All in all, I found the views, and the path much better on the Gaia side of the river. There were also fewer pedestrians and I did not have to worry about space, or cars on the street, unlike Porto. I suggest you try the same.

The Hills in Obidos

Running in Obidos was an opportunity for me to not only get some exercise, but also to get in a running tour of the countryside I would not have seen otherwise. I admit i did a cursory check of local trails before venturing out. My vague plan was to just run towards the giant stone aqueduct outside the village.

It was downhill to the acqueduct, where I, pleasantly, soon hit a dirt path. I quickly saw signs of a trail and I followed it. There was a quick downhill. This was quickly cut off by a relentless, unforgiving uphill. I dodged roots and rocks on the narrow path hidden between tall grass. I came upon emerald green thick thickets and trees. Soon I sped past fields and homesteads. I saw one. My run took me to a main road, where I eventually turned back.

Confession. I got lost. My ‘out’ had been so great I spent more time enjoying than noting the turns. It wasn’t for long thankfully. Neither was the next little turn. But then I found myself at an important turn and I couldn’t find the path.

Lisbon Outdoors

I did not have time to enjoy park space. However, I did run to get a sense of the outdoors. I braved the Bariro Alto cobblestones on the way to the Tagus riverfront. While part of this first mile was mostly manageable due to it being downhill, the steepness of the main long hill I had to go down made for some anxiety. I had to slow down and use caution to avoid slipping on the slick stone.

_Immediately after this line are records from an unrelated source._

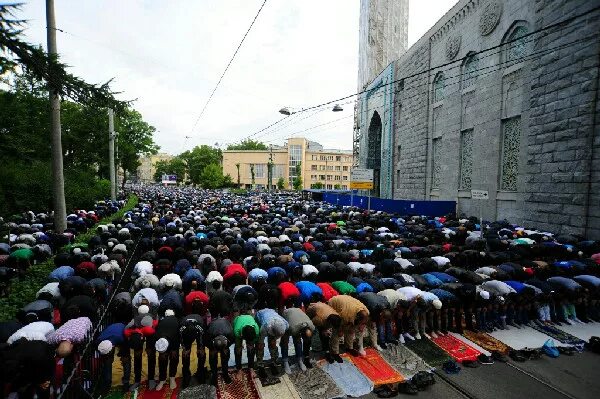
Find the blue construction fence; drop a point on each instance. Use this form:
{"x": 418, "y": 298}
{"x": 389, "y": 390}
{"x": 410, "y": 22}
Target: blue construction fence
{"x": 402, "y": 207}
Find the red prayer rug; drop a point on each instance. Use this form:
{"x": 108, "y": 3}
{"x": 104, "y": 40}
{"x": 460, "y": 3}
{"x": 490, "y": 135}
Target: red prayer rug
{"x": 241, "y": 387}
{"x": 375, "y": 368}
{"x": 456, "y": 348}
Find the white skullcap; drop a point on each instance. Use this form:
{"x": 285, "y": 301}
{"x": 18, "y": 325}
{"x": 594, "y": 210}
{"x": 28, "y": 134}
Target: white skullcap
{"x": 162, "y": 345}
{"x": 105, "y": 347}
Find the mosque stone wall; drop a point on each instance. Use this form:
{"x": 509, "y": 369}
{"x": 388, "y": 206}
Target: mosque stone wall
{"x": 503, "y": 96}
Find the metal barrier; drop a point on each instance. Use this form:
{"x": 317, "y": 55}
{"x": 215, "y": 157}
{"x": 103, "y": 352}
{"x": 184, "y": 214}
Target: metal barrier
{"x": 84, "y": 368}
{"x": 401, "y": 207}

The path flattened at the riverfront. However, my run did not get any easier. I did not take in much of the water view as I worked on running my first hot and humid day of the season. The path itself is mostly concrete slab and tarred pavement. Dedicated bike and pedestrian trails make it comfortable to run in the areas that near the big busy road. The path also veers away from the shoreline a lot due to buildings. That said, it was a fairly nice view and decent experience of the Lisbon outdoors.